Fourth Monday of the month is the bee club meeting. All months except August and December. September is typically when they do the cookout. They provide the small steaks, hot dogs, and burgers and the rest is potluck. We also do a soup social too. I think that is typically in the spring. At the July meeting, they give out two glass jars (part of your membership) so that you will have one for the fair entry. Dues not due until Fall of 2022 now. You can learn so much from the meetings.

First week of July: Add the honey supers. Watch for swarms. Watch for bearding on the outside which typically means the hive is too hot. I use about eight pennies on two corners of the top box to prop the lit up just enough to circulate the air in the hive. Sticks work too. Be diligent on your hive checks and never go longer than 10 days in between.

First or second week of July: Add a queen excluder between the two medium boxes with the queen (if you can find her) in the very bottom box. Nectar flow will start very soon if it hasn’t already. Remember we are about a week behind you and two weeks behind Anchorage in our flow here in Willow. This is prime swarm time so be diligent in your hive checks!

Third week of July: Cage the Queen using hardware cloth and make a cage about the size of a pack of cigarettes. Just fold the corners over like you are making a burrito. You want to squish it a bit so it will lay between the two medium boxes. The worker bees will continue to feed her, she just can’t lay eggs.

First weekend in August: Depending on the weather, this is when I always harvest. You can pull the frames off and harvest and put those frames back or replace them with others. If you are still trying to build comb this is a great time to start to feed heavy with sugar syrup. Remember you do not have to spin your honey out right away. Some people even pull their frames and place them upright in the freezer and harvest much, much later. A great harvest is about 90 pounds of honey per box. We typically don’t get that much but almost every year we have had more than a couple of hundred pounds at harvest.

Third week of August: I believe it is the Tuesday before the start of the first weekend of the state fair that your entry is due. There are tips on a good entry on the Saba website. We never heat ours up or do anything special, but some people do. The key is not to have bubbles or any flakes of wax in the honey. We always enter because not only do you see how yours stacks up against others but also how yours looks compared to others in your area (color) and who knows you just may win! We have won two first places and two-thirds in the five years we have entered. This is our 7th year as beekeepers and didn’t enter last year because it was canceled. Visit the fair booth and if you can take a turn to volunteer. It is always fun!

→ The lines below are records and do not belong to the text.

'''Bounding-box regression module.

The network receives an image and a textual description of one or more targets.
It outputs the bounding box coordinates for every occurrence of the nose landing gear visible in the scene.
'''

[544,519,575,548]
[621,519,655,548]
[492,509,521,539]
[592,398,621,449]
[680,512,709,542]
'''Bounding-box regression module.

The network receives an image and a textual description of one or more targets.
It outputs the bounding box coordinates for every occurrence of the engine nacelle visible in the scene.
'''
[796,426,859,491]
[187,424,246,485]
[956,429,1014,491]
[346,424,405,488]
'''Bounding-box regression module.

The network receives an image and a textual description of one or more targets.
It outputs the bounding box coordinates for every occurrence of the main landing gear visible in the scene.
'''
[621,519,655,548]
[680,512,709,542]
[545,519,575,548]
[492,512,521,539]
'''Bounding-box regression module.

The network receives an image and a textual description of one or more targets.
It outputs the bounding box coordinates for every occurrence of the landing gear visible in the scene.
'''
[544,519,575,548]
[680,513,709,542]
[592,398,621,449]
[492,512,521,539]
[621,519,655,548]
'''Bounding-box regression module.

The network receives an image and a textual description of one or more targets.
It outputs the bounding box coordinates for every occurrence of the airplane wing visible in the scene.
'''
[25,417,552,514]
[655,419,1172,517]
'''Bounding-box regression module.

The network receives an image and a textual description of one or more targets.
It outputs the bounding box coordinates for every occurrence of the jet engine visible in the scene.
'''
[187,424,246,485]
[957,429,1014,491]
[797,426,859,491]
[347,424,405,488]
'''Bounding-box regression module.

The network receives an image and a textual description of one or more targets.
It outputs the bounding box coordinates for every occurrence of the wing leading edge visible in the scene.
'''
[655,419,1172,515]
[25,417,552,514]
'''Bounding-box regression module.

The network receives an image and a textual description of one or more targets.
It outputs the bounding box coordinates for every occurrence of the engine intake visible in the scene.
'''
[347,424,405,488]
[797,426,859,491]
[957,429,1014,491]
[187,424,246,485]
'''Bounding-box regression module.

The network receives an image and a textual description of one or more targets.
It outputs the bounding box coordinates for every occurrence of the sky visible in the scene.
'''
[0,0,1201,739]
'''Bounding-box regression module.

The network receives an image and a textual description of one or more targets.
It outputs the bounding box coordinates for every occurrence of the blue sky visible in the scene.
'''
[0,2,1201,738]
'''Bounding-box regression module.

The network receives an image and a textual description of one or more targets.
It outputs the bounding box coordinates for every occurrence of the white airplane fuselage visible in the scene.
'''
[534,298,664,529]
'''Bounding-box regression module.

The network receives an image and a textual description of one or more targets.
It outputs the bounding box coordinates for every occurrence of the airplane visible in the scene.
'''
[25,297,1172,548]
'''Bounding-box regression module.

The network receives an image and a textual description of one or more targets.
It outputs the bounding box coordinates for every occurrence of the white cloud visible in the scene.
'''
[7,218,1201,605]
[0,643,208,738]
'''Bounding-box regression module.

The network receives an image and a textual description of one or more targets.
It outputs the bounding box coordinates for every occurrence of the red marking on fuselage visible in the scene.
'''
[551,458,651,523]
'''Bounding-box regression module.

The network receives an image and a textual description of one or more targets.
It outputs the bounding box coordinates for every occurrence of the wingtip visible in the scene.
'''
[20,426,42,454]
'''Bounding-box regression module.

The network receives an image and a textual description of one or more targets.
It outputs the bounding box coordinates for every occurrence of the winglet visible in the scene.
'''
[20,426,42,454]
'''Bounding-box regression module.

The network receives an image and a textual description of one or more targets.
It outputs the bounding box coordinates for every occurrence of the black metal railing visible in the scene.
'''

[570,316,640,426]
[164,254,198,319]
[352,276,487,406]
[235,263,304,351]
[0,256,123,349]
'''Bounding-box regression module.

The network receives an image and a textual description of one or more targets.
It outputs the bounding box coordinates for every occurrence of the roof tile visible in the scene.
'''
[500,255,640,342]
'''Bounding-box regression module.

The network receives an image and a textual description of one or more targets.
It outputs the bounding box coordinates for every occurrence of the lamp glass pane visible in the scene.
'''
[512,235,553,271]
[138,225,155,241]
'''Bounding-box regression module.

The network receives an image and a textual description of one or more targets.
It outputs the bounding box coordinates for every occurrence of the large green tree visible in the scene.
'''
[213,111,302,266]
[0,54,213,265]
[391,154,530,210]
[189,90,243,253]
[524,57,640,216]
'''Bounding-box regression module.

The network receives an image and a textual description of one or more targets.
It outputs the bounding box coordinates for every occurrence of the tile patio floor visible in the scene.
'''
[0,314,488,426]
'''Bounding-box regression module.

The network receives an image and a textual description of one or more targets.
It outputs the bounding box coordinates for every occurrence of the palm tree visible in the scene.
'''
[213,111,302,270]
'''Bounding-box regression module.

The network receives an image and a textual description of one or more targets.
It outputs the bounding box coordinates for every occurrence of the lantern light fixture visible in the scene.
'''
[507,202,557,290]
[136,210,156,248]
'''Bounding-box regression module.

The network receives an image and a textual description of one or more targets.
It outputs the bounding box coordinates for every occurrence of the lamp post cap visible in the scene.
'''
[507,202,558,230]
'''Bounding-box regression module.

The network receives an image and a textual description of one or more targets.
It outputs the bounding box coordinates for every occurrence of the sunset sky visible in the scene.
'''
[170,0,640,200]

When you bottle your honey for sale make sure it has the appropriate label if you are planning on selling it. It must have the weight, what it is and where it is from. We sell ours for $20 a jar and have no problems selling it. We almost always sell out. If you are going to sell it I do not recommend the Mason-style jars as most people will want a squeeze jar. We typically only keep three or four bottles for ourselves. We sell most of ours via social media. I know that you don’t do social but there are other places around town (small mom and pop type stores) that would love to have local honey, especially in the winter. We almost always cover our costs and have paid for all our gear/equipment/etc. years ago and at $20 a jar you pay for your next year’s bees with just a few bottles. You can order plastic bottles from the Victor’s and two bottles will fit in the small flat rate priority mailbox. So, if you are sending it outside it costs, I believe $6.99 for that flat rate.

Remember I said we typically get a couple of hundred pounds of honey—That is an income of about $4000. I think last year we brought in 137 pounds on two hives, and we have just six jars left as of today, so we had an income of about $2620. We don’t keep bees for the money, but it is a nice little income that we typically use to cover our expenses and take a short trip somewhere.

You can sell honey at the fair at the honey booth. I do think that they keep 25%. I think the club member’s name is Jack that runs the booth. The booth is not affiliated with SABA but many of the members volunteer and sell their honey there.

First week of September: Depending on the weather you may be able to get a very small second harvest. We will typically get another 8-10 jars of honey from this harvest but always check this honey with the refractor (I have one, or you can buy your own for about $20 on Amazon) so that you can tell the moisture content you will want to check your main harvest too but if you enter the fair, they will check it for you and tell you what it is. Continue to add sugar water if you are trying to build comb. Hive checks are not a huge deal because you have already harvested and if they do swarm that is okay. 

First week of October: This is typically when I will dispatch the bees. Depending on my timing with caging the queen, typically there are not too many bees that I have to kill. Some people give them away, but I have found out here it is more hassle than it is worth. I use a shop vac with some soapy water. I know it’s not fun killing them, but they will most likely die if you tried to overwinter anyway

After I dispatch the bees, I always do a good scrape down of the extra propolis, especially where the frames rest on the boxes. I also clean off any extra comb around the edges of the frames and scrape off any wax on the insides of the boxes. I do the cleaning in the fall because typically we have a lot of snow still on the ground in April, so I just want to place the boxes out and be ready to insert the new bees.

Always store in a decently cool spot with the boxes on the floor so that mice or any other critters can’t get in. Remember next year’s bees will clean up anything that is left behind.

Early to mid-January: Order your bees for next year. I would highly recommend a second hive. That way if one fails/swarms/etc. You have a second one. A second hive is not that much more work than just one. Plus, you have a good base of drawn comb to add among two hives. I would recommend that you continue with Italians.

Second, Third and Fourth week of April: The start of your third year as a beekeeper!

If you haven’t done it in the last two years, it is required that you register the number of hives you have with the state. Also, if someone calls you from a Wyoming phone number from the Department of Agriculture, they are legit. They collect data about bees and that data is, of course, useful in the study of honeybees, especially in Alaska. I am not sure of the website, but you can find it or ask someone at the club meetings. I have it bookmarked on my laptop.